Beth Fitzgerald, senior vice president of industry engagement for ISO, noted in the statement that three major wind and thunderstorm events each resulted in more than US$1 billion in damages in Q1 2017, the first time there has been events of that magnitude in the first quarter in more than 60 years. “Fortunately, insurers are well-capitalized, and short-term volatility in catastrophe losses is not affecting their ability to provide coverage and pay claims,” Fitzgerald said. “They’re also seeing some acceleration in premiums and investment income. However, to remain profitable and provide appropriate returns on their capital, insurers need to plan for the long term and continue to engage in disciplined underwriting based on robust data and analytics.”
Robert Gordon, PCI’s senior vice president for policy development and research, said that industry operating results continued to deteriorate in the first quarter of 2017, noting that the “combined ratio worsened to just better than break-even, underwriting gains shifted to net losses, and pretax operating income plummeted 60 per cent as compared with the first quarter of 2016.”
Additional industry data showed that the personal auto loss ratio improvement in the first quarter of 2017, although the “rolling four-quarter average is still worse than the rolling average at the first quarter of last year,” Gordon said in the statement. Unlike first quarter personal auto improvement, personal property lines losses increased, impacted by an almost 50% increase in cat losses in first quarter 2017 compared with the same period in 2016, compounding the 2015-2016 increase of similar proportion, he said. “Policyholder surplus increased slightly in real terms, and the overall deterioration in results in first-quarter 2017 is far less remarkable excluding a special reinsurance transaction that reduced other income and pretax operating income by $6.3 billion.”
Since 1971, ISO has been a source of information about P&C insurance risk. For a broad spectrum of commercial and personal lines of insurance, ISO provides statistical, actuarial, underwriting and claims information and analytics; compliance and fraud identification tools; policy language; information about specific locations; and technical services.
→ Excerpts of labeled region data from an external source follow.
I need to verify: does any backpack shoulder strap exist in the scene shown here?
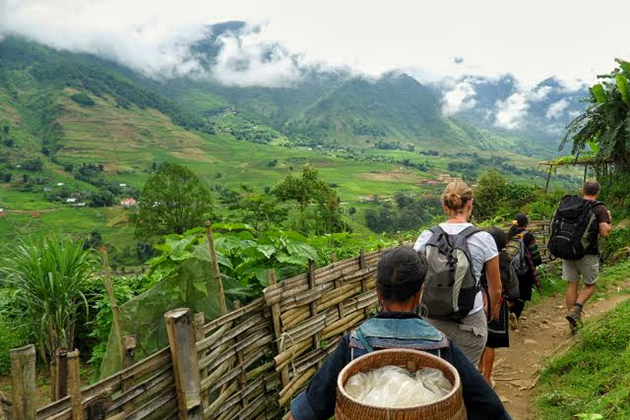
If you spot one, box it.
[459,226,482,239]
[429,225,446,235]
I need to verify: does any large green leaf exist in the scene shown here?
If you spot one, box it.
[591,83,608,104]
[615,74,630,106]
[286,238,317,261]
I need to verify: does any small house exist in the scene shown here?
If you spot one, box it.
[120,197,138,207]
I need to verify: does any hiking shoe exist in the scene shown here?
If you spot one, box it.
[508,312,518,331]
[566,308,582,334]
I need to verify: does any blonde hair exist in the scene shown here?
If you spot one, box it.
[442,181,472,213]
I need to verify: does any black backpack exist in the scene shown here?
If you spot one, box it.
[422,226,481,321]
[547,195,602,260]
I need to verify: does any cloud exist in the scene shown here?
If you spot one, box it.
[442,80,477,115]
[545,98,569,120]
[494,93,529,130]
[528,86,552,102]
[212,30,300,87]
[0,0,630,86]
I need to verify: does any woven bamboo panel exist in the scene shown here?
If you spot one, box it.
[197,298,280,420]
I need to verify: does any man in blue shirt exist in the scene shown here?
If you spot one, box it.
[291,247,511,420]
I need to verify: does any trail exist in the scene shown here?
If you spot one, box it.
[493,280,630,420]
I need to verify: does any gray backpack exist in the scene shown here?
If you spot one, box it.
[422,226,481,321]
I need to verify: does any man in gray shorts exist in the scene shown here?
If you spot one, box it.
[562,181,612,331]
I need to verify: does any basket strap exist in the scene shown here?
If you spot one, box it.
[355,327,374,353]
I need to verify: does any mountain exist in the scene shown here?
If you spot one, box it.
[429,75,588,157]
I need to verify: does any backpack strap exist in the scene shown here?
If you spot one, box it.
[459,226,482,239]
[429,225,448,235]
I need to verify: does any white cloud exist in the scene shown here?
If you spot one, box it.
[442,80,477,115]
[528,86,551,102]
[545,98,569,120]
[0,0,630,86]
[494,93,529,130]
[212,31,300,87]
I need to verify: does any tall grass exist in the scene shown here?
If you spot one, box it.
[0,236,96,357]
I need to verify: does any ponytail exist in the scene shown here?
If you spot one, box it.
[508,213,529,241]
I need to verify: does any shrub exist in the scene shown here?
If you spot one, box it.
[70,92,94,106]
[0,236,95,357]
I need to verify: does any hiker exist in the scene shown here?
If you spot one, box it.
[290,247,510,420]
[548,181,612,332]
[414,181,501,366]
[479,227,519,388]
[507,213,542,330]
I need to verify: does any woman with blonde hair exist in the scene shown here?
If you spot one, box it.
[414,181,502,366]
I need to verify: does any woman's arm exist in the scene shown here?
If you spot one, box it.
[486,256,502,321]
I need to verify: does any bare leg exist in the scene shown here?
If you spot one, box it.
[481,347,494,386]
[567,281,580,311]
[576,284,595,305]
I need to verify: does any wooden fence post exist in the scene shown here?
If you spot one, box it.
[234,300,247,408]
[545,165,553,194]
[193,312,210,410]
[67,349,83,420]
[267,269,289,388]
[51,347,68,401]
[10,344,37,420]
[100,247,125,369]
[308,261,319,350]
[164,308,203,420]
[206,220,227,315]
[123,335,137,413]
[330,252,349,332]
[359,248,370,319]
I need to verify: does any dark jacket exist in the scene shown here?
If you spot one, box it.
[291,312,510,420]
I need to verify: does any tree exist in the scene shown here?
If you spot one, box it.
[473,169,508,219]
[83,229,103,250]
[90,190,114,207]
[0,236,96,358]
[560,59,630,172]
[273,165,346,234]
[133,163,212,239]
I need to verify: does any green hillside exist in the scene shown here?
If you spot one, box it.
[0,37,584,253]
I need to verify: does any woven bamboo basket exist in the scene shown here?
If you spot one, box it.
[335,349,467,420]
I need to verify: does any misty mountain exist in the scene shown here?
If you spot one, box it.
[430,75,588,154]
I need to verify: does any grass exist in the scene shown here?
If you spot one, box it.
[536,262,630,420]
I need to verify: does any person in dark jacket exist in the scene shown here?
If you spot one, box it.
[507,213,542,330]
[479,227,519,388]
[290,247,511,420]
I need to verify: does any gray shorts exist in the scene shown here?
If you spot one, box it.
[427,309,488,366]
[562,255,599,284]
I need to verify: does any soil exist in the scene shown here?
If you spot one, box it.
[493,281,630,420]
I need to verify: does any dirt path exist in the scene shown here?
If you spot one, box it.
[493,281,630,420]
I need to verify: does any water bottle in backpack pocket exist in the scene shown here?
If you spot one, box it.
[547,195,602,260]
[505,232,529,276]
[422,226,481,321]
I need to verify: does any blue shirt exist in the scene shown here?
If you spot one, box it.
[291,312,511,420]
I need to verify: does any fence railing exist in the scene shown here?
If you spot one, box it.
[0,222,548,420]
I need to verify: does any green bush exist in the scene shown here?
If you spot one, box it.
[70,92,94,106]
[600,229,630,262]
[536,298,630,420]
[0,317,27,375]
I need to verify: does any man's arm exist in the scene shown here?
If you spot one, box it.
[290,335,349,420]
[451,342,511,420]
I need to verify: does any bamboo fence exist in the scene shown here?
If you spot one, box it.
[0,222,548,420]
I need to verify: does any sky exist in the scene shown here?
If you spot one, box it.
[0,0,630,128]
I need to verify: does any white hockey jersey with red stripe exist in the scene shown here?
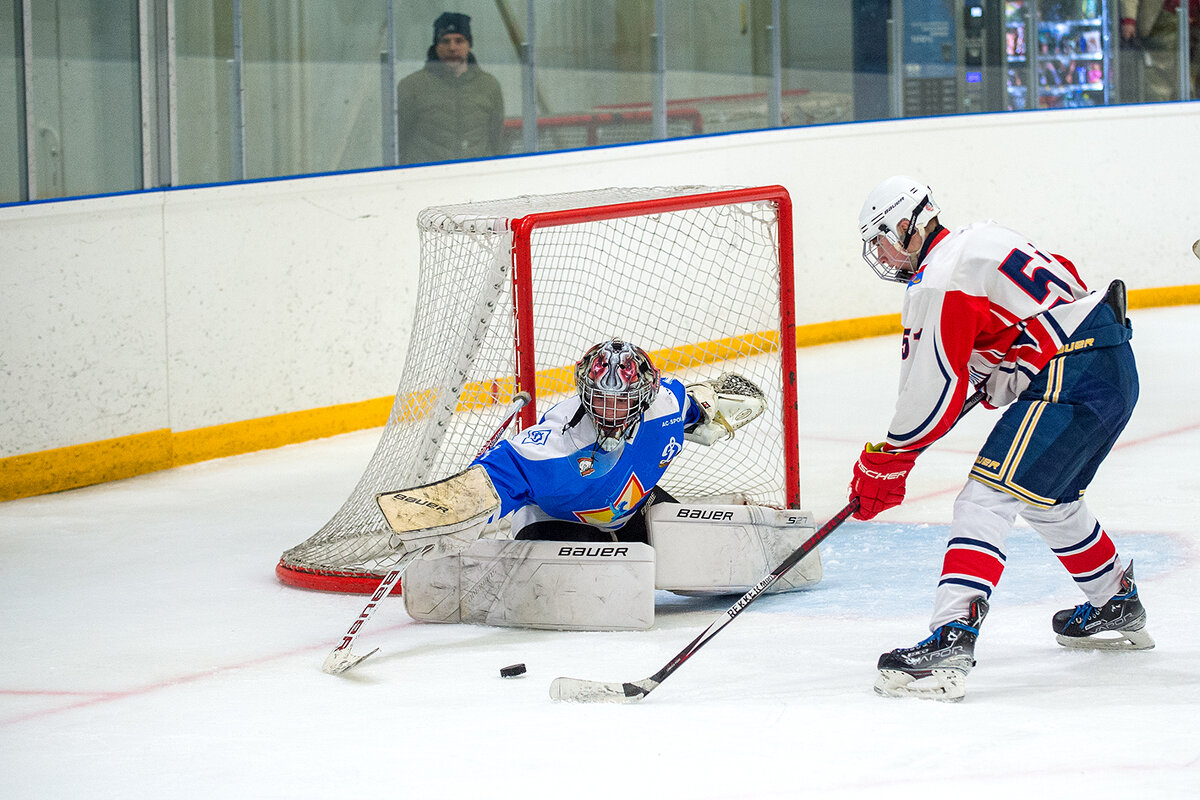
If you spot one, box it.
[887,222,1103,450]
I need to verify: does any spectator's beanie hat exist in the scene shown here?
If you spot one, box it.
[433,11,474,44]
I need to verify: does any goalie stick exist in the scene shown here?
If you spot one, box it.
[320,392,532,675]
[550,390,984,703]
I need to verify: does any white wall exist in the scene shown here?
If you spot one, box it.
[0,102,1200,457]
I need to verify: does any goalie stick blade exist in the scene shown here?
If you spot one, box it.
[550,678,658,703]
[320,648,379,675]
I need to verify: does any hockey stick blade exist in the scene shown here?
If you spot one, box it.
[320,648,379,675]
[550,678,659,703]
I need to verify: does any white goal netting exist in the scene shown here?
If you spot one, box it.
[277,186,798,590]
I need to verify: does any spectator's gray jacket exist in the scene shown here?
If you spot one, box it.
[396,61,504,164]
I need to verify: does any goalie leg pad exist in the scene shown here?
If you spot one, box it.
[401,539,654,631]
[647,503,822,595]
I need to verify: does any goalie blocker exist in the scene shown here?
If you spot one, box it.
[402,503,821,631]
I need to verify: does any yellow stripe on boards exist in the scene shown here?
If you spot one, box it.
[0,285,1200,500]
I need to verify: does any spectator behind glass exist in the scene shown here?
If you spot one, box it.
[1121,0,1200,102]
[396,12,504,164]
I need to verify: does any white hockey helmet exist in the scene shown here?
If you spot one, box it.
[858,175,941,283]
[575,338,661,452]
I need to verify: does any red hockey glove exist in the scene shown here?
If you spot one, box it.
[850,444,917,519]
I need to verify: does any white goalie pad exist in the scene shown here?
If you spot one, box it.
[647,503,822,595]
[401,539,654,631]
[376,467,500,569]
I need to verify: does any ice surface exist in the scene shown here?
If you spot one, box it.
[0,307,1200,800]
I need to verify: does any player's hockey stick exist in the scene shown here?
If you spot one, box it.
[550,391,984,703]
[320,392,532,675]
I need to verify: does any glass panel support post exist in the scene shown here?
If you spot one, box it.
[518,0,538,152]
[888,0,904,119]
[229,0,246,181]
[379,0,400,167]
[650,0,667,140]
[1175,0,1192,101]
[17,0,37,200]
[767,0,784,128]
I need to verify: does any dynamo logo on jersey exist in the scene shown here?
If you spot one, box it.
[659,437,683,469]
[521,428,550,445]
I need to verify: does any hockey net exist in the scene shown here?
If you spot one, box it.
[276,186,799,593]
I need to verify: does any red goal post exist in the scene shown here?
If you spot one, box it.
[276,186,800,591]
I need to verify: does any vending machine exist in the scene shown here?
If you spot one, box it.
[1004,0,1115,110]
[853,0,1010,119]
[893,0,1007,116]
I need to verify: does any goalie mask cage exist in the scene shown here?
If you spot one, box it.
[276,186,799,593]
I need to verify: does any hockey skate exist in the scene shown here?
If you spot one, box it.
[1052,561,1154,650]
[875,597,988,703]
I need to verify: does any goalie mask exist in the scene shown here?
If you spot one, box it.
[575,339,660,452]
[858,175,941,283]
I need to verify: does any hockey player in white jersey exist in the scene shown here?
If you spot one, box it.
[850,175,1153,700]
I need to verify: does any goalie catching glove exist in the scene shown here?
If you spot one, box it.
[683,372,767,445]
[376,465,500,559]
[850,444,917,519]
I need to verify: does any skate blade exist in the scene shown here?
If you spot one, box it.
[1055,628,1154,650]
[875,669,967,703]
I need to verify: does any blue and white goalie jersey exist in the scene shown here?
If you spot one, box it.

ISO serves insurers, reinsurers, agents and brokers, insurance regulators, risk managers and other participants in the P&C marketplace.
PCI is composed of nearly 1,000 member companies, representing the broadest cross section of insurers of any national trade association, Verisk reported in the statement. PCI members write more than US$183 billion in annual premium, 35% of the nation’s P&C insurance. Member companies write 42% of the U.S. automobile insurance market, 27% of the homeowners market, 32% of the commercial property and liability market and 34% of the private workers’ compensation market.